Patient Resources Ventricular Tachycardia in Children


Ventricular tachycardia is an arrhythmia which causes the bottom chambers of the heart (ventricles) to beat too fast. The heart can’t fill completely with blood between each beat, which in turn can cause fainting or cardiac arrest.  Ventricular tachycardia may occur in children with normal hearts and those with heart disease.


Many, but not all, patients experience symptoms with ventricular tachycardia. Common symptoms for ventricular tachycardia include fainting, lightheadedness, dizziness, shortness of breath, chest pain, and/or palpitations (heart racing, skipping, or fluttering feelings). Younger children may have a hard time verbalizing their symptoms but sometimes use words such as “heart beeping” to describe a funny feeling.


When there is a suspicion that a child may be having ventricular tachycardia your Cardiology/Electrophysiology team may order testing. Some of the tests that may be ordered are (see Basic EP fact sheet for more details):
  • ECG: an electrocardiogram is a quick, easy test in which stickers or electrodes are placed over the child’s chest and body. The test shows the hearts electrical activity and rhythm as tracings on paper.
  • Holter Monitor: a device that records the rhythm of the heart for 1-3 days. The child wears the monitor with 3-4 electrodes that connect to the monitor which is about the size of a deck of cards. This test is good for patients who have symptoms daily.
  • Event monitor: similar to a Holter monitor with two big differences. An event monitor is typically worn for 30 days instead of 1-3 days like the Holter. Additionally, the event monitor may only record when the child has a symptom and pushes a button on the monitor to tell it to record.
  • Exercise Stress test:  a test in which the patient is exercised on a stationary bicycle or treadmill according to a protocol. During the test, an ECG is continually monitored and blood pressures are frequently checked.
  • (or echo): an ultrasound of your child’s heart to assess how well the heart is beating and to look for abnormalities of the heart.

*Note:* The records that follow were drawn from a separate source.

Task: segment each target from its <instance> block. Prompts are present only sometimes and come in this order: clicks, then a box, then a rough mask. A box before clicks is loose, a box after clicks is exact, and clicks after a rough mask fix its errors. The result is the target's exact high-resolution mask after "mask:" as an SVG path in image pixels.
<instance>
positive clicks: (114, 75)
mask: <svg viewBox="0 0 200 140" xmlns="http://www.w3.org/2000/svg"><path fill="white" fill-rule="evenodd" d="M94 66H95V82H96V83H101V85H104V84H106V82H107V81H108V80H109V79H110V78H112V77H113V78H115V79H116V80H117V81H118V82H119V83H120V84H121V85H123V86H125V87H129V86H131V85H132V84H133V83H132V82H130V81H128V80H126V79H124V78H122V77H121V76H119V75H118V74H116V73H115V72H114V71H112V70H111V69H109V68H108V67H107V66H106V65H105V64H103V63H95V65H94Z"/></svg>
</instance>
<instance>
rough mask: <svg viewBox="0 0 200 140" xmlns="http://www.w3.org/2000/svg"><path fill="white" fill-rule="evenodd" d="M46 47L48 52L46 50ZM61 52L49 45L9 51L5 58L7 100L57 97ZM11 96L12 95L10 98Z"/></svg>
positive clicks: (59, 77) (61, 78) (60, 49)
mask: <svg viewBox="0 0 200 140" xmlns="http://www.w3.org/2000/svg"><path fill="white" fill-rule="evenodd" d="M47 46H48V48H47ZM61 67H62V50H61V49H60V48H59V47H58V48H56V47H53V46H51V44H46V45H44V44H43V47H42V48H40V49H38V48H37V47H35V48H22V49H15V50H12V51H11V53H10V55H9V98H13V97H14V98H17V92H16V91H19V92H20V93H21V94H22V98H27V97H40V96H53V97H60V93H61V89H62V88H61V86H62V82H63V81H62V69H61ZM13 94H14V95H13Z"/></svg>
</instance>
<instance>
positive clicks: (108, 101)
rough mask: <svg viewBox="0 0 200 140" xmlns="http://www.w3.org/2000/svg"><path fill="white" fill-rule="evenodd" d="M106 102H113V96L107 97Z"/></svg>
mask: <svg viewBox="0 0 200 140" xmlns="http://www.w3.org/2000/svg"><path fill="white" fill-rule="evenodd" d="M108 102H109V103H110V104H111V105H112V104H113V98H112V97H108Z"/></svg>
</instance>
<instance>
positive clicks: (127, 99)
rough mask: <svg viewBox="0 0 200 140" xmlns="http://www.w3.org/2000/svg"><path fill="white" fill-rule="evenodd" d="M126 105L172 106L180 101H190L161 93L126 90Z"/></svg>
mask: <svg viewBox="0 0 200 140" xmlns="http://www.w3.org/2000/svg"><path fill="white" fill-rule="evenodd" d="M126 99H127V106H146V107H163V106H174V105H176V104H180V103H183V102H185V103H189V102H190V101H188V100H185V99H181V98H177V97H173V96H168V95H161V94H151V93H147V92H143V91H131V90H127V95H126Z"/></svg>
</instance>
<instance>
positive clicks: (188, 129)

Treatment options may include lifestyle changes, medications, ablation, device implantation, cardiac surgery. Your cardiologist will discuss the treatment options with you.
  • Modifying your child’s lifestyle or diet
    • Decrease the amount of stress
    • Limit/minimize caffeine
    • Limiting exercise
    • Medications may include beta blockers, calcium channel blockers and others. Your child’s cardiologist/electrophysiologist will determine the type of medication needed by the type of tachycardia you have, other medications your child is taking and other illnesses your child may have.
    • Cardioversion is a controlled electrical shock delivered to the heart in order to restore your child’s normal rhythm. This is done under sedation.
  • Ablation (see basic electrophysiology fact sheet)
    • Procedure done in the Cardiac Cath or Cardiac Electrophysiology Lab.
  • Implantable Cardioverter Defibrillator (ICD) (see ICD/Pacemaker overview)
  • Arrhythmia Surgery
    • May be used when all other treatments have been unsuccessful or used in combination with cardiac surgery for children with congenital heart disease.


Activity restrictions will be based upon the cause and the treatment of the ventricular tachycardia. Your healthcare team will help guide you in the decision-making process. Even if there are some restrictions, it will be important to discuss the activities that are safe and appropriate for the patient, and to focus on what CAN be done!